El texto, de 65 páginas, recoge una serie de directrices para que los docentes puedan formar a los niños y adolescentes, y a sus familias, en temas de sexualidad, familia y orientación de género.

En la primera página consta una “advertencia”: “Un objetivo manifiesto del Ministerio de Educación es combatir el sexismo y la discriminación de género en la sociedad ecuatoriana y promover, a través del sistema educativo, la equidad entre mujeres y hombres. Para alcanzar este objetivo, promovemos el uso de un lenguaje que no reproduzca esquemas sexistas, y de conformidad con esta práctica preferimos emplear en nuestros documentos oficiales palabras neutras, tales como las personas (en lugar de los hombres) o el profesorado (en lugar de los profesores), etc.
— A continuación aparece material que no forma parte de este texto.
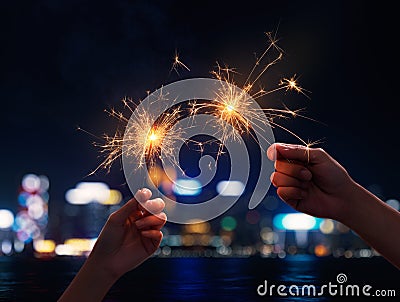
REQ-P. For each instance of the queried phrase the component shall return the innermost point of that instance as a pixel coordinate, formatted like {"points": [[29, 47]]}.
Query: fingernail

Solo en los casos en que tales expresiones no existan, se usará la forma masculina como genérica para hacer referencia tanto a las personas del sexo femenino como masculino. Esta práctica comunicativa, que es recomendada por la Real Academia Española en su Diccionario panhispánico de dudas, obedece a dos razones: (a) en español es posible <referirse a colectivos mixtos a través del género gramatical masculino>, y (b) es preferible aplicar <la ley lingüística de la economía expresiva> para así evitar el abultamiento gráfico y la consiguiente ilegibilidad que ocurriría en el caso de utilizar expresiones como las y los, os/as y otras fórmulas que buscan visibilizar la presencia de ambos sexos”.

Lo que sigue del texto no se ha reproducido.